Tziviya Reiter has been a part of the Breslov synagogue in Tzfat nearly since her family arrived in town 28 years ago. “I discovered that, where Jerusalem is the best place for learning in Israel, Tzfat is the best place for prayer … the prayers really go up here, so Simchat Torah is very special here — all five of our kids want to be home for it,” says Reiter. 

At the Breslov synagogue, she says, the men dancing is “dignified, not wild” and the women crowd in to watch. Her favorite holiday tradition, Reiter says, is when the men tie their talises together and cover the children for a blessing.

“With all the blessings we give each other on this holiday it can carry us all for the rest of the year,” she says.

Folks also come in from around Israel for the holiday, staying in the many zimmerns (rented rooms) that fill the city. Two years ago, when Bracha Sukenik left her Ra’anana home long enough to celebrate Simchat Torah in Tzfat, it was the same Breslov synagogue that impressed her the most. 

“It was a real, genuine spiritual experience,” says Sukenik. “The building was like a palace with high ceilings and all the Torahs dressed with heavy silver ornaments. Everyone was dressed in their best. You really felt the sense of royalty and their love of G-d.” 

Another lasting impression was that of the Ari Sephardic Synagogue, where Sukenik and a friend were welcomed in and offered an array of Sephardic delicacies for Kiddush.

“But the best part was joining the women in this small cave in the shul where they came to light candles and pray to Hashem,” Sukenik says. “We felt a very real presence of something there, a feeling that your prayers were really wanted and came alive!

“There were women crying, women beseeching, women hugging each other, everyone with the faith that their prayers were received.”
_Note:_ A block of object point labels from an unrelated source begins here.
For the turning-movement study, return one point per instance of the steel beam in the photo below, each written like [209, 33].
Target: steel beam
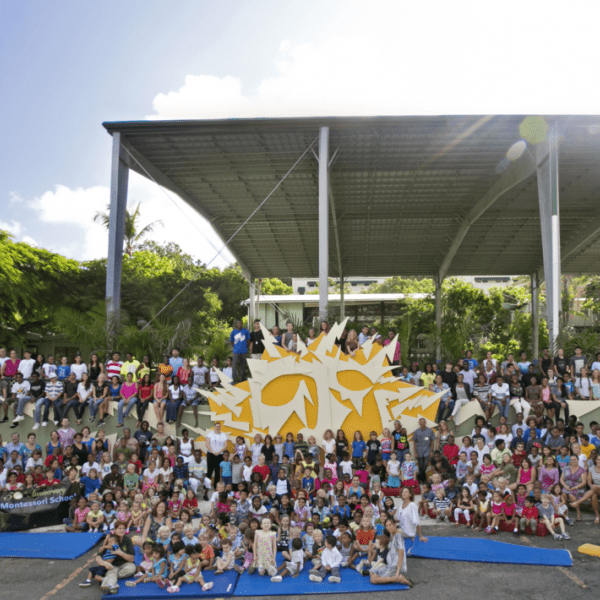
[438, 318]
[518, 172]
[323, 222]
[535, 315]
[548, 196]
[119, 180]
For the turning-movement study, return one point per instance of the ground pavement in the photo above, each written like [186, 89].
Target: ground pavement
[33, 579]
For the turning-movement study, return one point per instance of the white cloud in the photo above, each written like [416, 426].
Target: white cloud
[419, 58]
[89, 240]
[13, 227]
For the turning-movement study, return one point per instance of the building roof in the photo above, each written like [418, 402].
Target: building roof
[411, 195]
[333, 298]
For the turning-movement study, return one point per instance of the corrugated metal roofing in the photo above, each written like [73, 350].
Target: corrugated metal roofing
[402, 186]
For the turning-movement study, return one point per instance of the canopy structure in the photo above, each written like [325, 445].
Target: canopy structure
[428, 196]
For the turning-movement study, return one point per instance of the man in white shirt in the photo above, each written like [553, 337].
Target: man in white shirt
[20, 394]
[26, 365]
[363, 336]
[49, 368]
[200, 373]
[500, 396]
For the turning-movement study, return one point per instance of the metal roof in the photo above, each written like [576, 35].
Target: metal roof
[412, 195]
[348, 298]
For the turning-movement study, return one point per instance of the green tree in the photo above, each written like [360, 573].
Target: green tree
[275, 287]
[133, 235]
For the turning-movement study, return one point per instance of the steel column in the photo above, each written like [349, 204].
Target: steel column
[438, 318]
[535, 315]
[548, 196]
[323, 222]
[116, 229]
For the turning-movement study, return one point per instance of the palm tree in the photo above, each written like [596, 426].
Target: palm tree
[132, 235]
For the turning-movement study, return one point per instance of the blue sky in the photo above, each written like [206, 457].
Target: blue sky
[68, 66]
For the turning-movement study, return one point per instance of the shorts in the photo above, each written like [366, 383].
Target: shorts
[98, 571]
[291, 567]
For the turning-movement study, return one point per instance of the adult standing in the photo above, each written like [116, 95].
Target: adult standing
[122, 565]
[257, 346]
[21, 395]
[573, 480]
[131, 365]
[577, 362]
[447, 403]
[394, 568]
[423, 439]
[113, 366]
[239, 337]
[407, 515]
[593, 494]
[216, 442]
[95, 368]
[175, 361]
[395, 362]
[200, 374]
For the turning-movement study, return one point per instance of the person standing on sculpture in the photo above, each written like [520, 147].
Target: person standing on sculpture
[423, 439]
[239, 338]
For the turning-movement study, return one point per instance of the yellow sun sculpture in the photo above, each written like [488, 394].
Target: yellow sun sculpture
[318, 389]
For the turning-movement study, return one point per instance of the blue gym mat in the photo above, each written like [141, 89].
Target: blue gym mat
[257, 585]
[489, 551]
[54, 546]
[224, 585]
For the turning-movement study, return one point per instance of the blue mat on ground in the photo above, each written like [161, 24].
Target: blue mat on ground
[257, 585]
[489, 551]
[224, 586]
[54, 546]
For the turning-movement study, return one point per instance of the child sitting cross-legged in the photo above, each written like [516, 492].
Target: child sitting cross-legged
[331, 559]
[294, 565]
[103, 560]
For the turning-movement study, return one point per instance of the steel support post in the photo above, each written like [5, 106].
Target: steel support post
[323, 222]
[116, 230]
[548, 196]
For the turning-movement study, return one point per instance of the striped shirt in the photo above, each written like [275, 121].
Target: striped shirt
[442, 504]
[113, 368]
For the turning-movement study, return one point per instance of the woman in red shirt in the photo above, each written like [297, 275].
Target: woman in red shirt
[263, 470]
[145, 388]
[184, 372]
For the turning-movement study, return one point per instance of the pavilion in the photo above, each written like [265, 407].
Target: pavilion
[382, 196]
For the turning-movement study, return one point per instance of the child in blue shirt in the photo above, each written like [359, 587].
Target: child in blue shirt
[358, 449]
[308, 483]
[225, 465]
[91, 483]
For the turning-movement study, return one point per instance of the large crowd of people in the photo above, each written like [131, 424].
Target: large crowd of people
[325, 504]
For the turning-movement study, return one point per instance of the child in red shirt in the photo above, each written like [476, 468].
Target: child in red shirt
[529, 515]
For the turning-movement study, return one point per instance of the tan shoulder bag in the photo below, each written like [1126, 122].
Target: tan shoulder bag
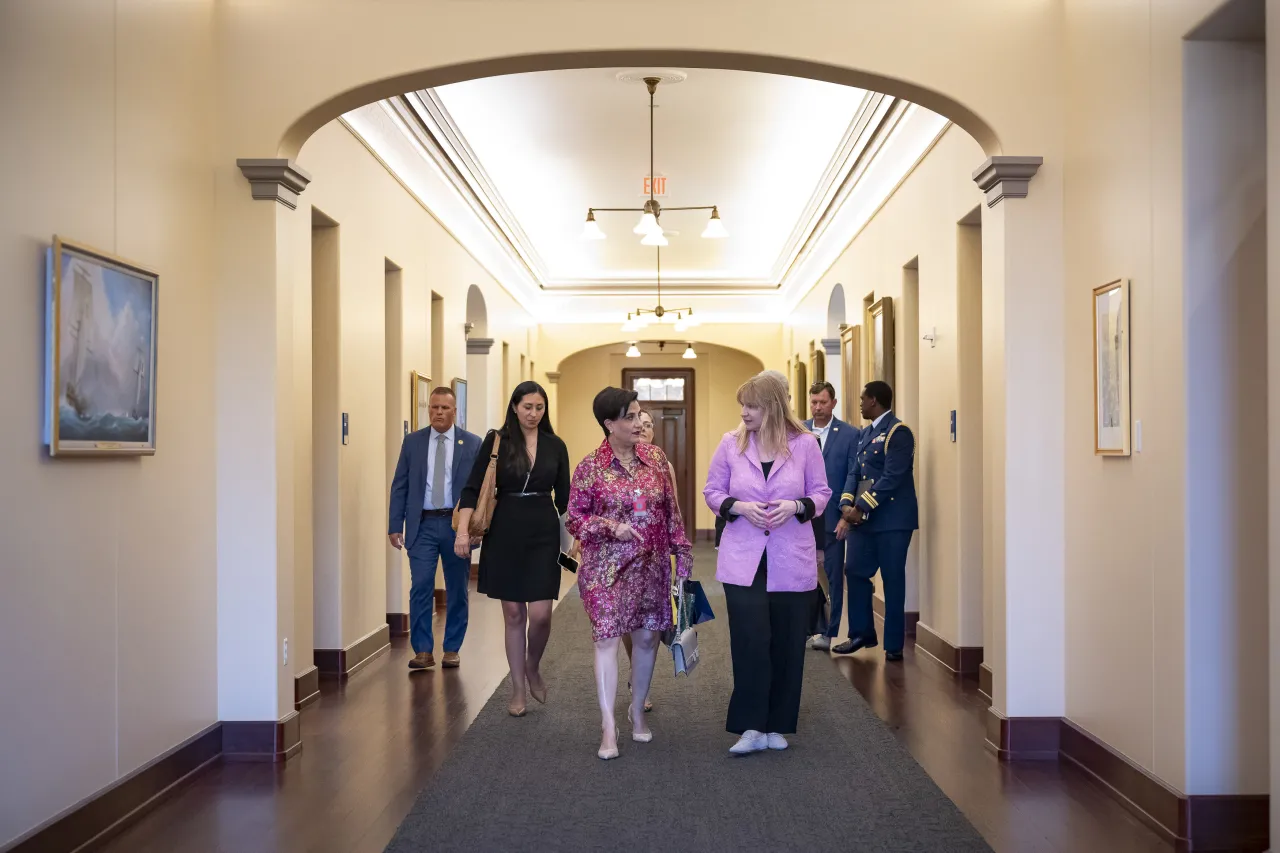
[483, 515]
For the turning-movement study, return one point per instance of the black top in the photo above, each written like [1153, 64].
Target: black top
[551, 471]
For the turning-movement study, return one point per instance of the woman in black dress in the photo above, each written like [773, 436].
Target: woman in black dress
[520, 557]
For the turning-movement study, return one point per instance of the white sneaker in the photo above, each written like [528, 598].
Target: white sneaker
[752, 740]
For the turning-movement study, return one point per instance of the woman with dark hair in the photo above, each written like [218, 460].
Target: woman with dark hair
[520, 556]
[624, 511]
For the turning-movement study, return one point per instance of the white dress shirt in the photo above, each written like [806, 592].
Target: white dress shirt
[449, 441]
[822, 432]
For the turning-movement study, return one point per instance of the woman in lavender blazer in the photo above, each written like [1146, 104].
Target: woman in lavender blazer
[767, 480]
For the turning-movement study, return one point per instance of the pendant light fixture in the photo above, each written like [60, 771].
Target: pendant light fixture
[650, 226]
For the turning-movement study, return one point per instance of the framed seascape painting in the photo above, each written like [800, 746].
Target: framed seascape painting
[100, 354]
[1111, 369]
[460, 396]
[420, 400]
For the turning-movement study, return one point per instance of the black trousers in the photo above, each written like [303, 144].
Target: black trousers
[767, 634]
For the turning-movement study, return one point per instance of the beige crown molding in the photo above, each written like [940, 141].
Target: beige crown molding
[1006, 177]
[274, 179]
[479, 346]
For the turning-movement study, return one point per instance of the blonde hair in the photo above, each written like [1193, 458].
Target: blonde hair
[768, 392]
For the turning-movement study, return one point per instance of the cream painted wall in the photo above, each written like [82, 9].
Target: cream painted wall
[717, 374]
[109, 565]
[378, 220]
[919, 222]
[1128, 610]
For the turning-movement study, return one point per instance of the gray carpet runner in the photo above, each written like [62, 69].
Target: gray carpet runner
[535, 784]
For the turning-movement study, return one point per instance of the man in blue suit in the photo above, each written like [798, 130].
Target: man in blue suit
[837, 441]
[878, 502]
[433, 468]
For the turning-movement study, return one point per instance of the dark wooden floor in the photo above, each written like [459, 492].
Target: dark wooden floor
[371, 744]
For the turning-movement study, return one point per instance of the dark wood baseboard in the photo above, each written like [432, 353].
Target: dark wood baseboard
[910, 619]
[397, 624]
[1023, 738]
[963, 660]
[343, 662]
[272, 740]
[115, 807]
[306, 688]
[1196, 824]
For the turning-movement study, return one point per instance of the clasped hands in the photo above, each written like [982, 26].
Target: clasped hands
[768, 515]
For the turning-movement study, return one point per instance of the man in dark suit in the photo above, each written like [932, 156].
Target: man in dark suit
[433, 468]
[837, 441]
[878, 502]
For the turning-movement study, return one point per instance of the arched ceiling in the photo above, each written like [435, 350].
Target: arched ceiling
[511, 165]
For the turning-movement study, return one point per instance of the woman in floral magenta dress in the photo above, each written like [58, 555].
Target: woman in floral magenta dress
[622, 509]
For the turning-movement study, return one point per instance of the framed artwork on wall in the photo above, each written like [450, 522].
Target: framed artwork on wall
[100, 354]
[1111, 424]
[420, 400]
[881, 315]
[460, 395]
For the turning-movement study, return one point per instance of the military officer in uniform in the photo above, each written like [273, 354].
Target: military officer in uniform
[880, 507]
[837, 441]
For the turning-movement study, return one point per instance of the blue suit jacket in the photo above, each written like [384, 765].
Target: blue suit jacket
[410, 480]
[886, 456]
[839, 456]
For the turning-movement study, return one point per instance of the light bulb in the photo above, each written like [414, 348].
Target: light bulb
[714, 227]
[647, 226]
[592, 228]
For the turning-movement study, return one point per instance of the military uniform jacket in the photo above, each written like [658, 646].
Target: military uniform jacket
[885, 457]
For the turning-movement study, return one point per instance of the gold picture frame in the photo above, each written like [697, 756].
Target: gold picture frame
[420, 400]
[101, 350]
[1111, 413]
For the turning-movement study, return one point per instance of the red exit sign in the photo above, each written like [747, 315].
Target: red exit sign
[659, 185]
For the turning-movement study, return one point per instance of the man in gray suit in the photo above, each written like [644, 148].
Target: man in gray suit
[433, 468]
Rabbi Klein likes to tell a story about Tzfat on Simchat Torah, one he heard from another rabbi in town. Some tourists came to Tzfat for the holiday after touring Jerusalem, he says. 

“They said, ‘In Jerusalem everyone was so serious and dressed in white and here in Tzfat you’re all dancing and singing and having a great time. Is that because you are the mystical city?’ ” says Klein.

“Of course the joke is that they happened to be in Jerusalem for Yom Kippur and here for Simchat Torah,” the rabbi continues.

“But still there was something to what they saw. We have it all here: Sephardic and Chassidish, Sanz and Carlebach and everything in between. Everybody does Simchat Torah their own way, but everyone is doing it with upmost spirit and in some way we’re all doing it together too.”